Josh grabs her shoulder, turns her around. He shakes his head.
“Oh, honey.” She sees the tears well up in his eyes. She grabs him, throws her arms around his waist.
They start to walk out of the atrium, into the courtyard toward the FBI van on the street. Agent Pillsbury picks up the pace.
“How is everyone?” Josh asks. “Are they out?”
“They’re still trickling out of the stairwell, but you saved a lot of people tonight, Josh.”
“Tracy. Tracy saved a lot of people.”
Suddenly, Josh turns around. “Shawn!”
Agent Pillsbury points to the roof deck.
C h a p t e r 7 5
WITH HIS ARM around Mrs. Maddox, Shawn guides her toward the stairwell. “We’re trying this.”
“It’s eighty floors.” She limps the best she can. “I can’t do it.”
“You don’t have a choice!”
Just then, they hear the whirring of blades. They turn around to see a second helicopter hovering. An FBI logo is emblazed on the side.

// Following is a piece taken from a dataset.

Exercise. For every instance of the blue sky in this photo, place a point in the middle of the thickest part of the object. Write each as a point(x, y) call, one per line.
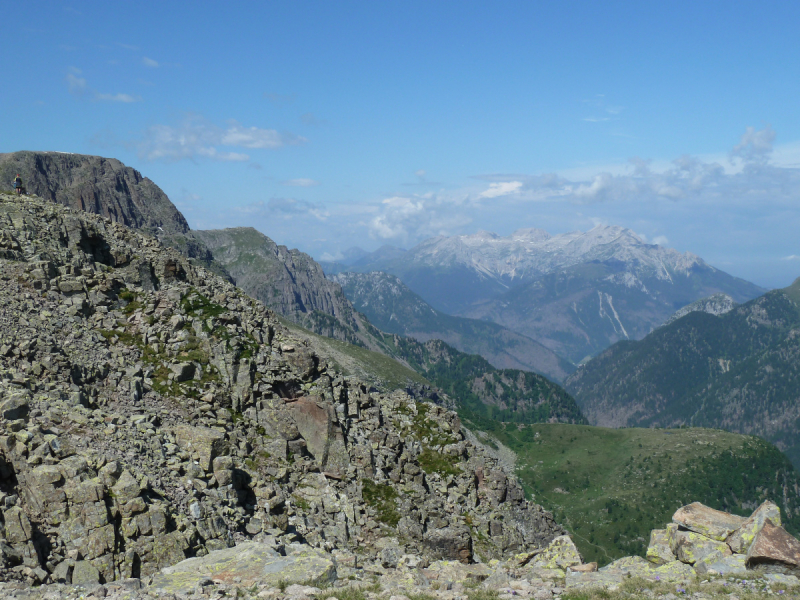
point(327, 125)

An older man in a flight suit screams from the fuselage. “Somebody order a chopper?”
Shawn smiles and nudges Mrs. Maddox. She steps onto the landing skids. The older man lifts her inside, places her in a seat, wraps a seatbelt around her.
Just as he reaches for Shawn, they hear another explosion. Then another. The force of the explosion causes the front of the helicopter to lift up, throwing Shawn off balance. He falls.
Another explosion.
“Sir, come on, we need to get out of here!” The older man extends his hand. “Come on!”

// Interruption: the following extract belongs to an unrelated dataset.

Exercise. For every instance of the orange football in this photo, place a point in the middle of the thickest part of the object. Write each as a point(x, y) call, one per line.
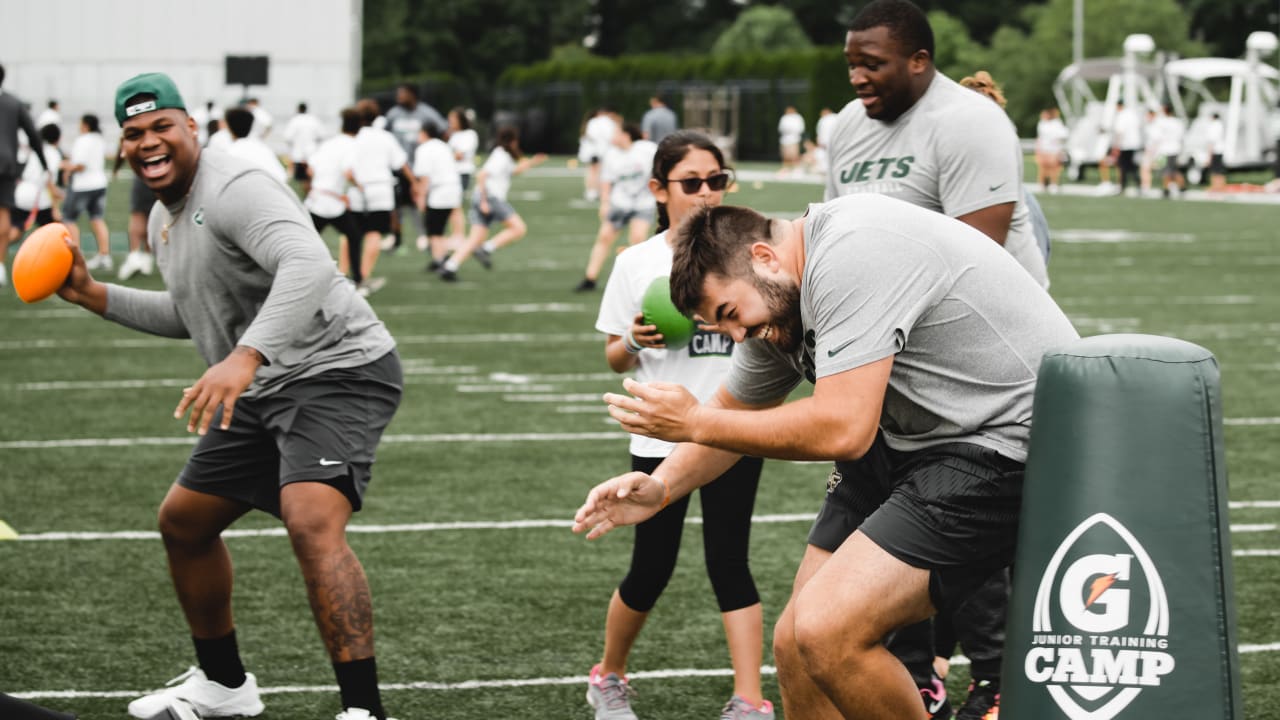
point(42, 263)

Shawn hops back up. He jumps for the man’s hand, grabs it. He enters the chopper and sits down nex
t to Mrs. Maddox.
The pilot lifts off, just as another explosion sends a veil of smoke that covers the entire roof deck. The helicopter leans west toward the Hudson.
From Shawn’s viewpoint, he sees each of the South Tower’s bottom floors begin to explode downward from the floors already on fire, gaining speed as giant fireballs force themselves through exterior glass.
Boom! Boom! Boom!
The blasts reach the foundation. Through the open door of the fuselage, Shawn hears a colossal rumbling, the crowd in front of the building screaming. Manholes surrounding the building begin to rupture like popcorn, sending torches into the air. People run like fire ants away from the building, then fall into emerging crevasses in the sidewalk.
Shawn grabs Mrs. Maddox’s hand. They watch in horror as both the North Tower and the Center Tower floors begin to simultaneously detonate in layers, cascading upward in horizontal bars of yellow and orange fire, as if someone were adjusting the volume on a volcanic eruption. The Center Tower continues to explode floor by floor until the roof deck is consumed.
Mrs. Maddox looks away, burying her face in Shawn’s shoulder.
Shawn hears another rumbling, deeper, hungrier than the first. He watches the ground beneath the building crumble, devouring the toppling towers in a giant gulp, spitting mushroom clouds of debris and dust into the air. The sounds—the cries, the roars, the sirens of the police cars surrounding the building—all dissipate in an instant, leaving only the whirring of helicopter blades.
Shawn feels the hand of Mrs. Maddox on his chest. He places his hand on top of hers.
C h a p t e r 7 6
JAMES WEST FEELS a hand on his shoulder, followed by cigarette breath. He winces.
“Sir?” A hooded man snaps his finger in front of West’s face. “Sir, you okay?”
West shakes his head, familiarizes himself with his surroundings. “This is my block.”
“You did it, sir.” The man limps beside him as they walk down the street. “All the evidence is destroyed.”
“What?” Outside his condo building, West sees an FBI agent looking the other direction. West turns back to the hooded man in front of him. “It’s over, Billy.”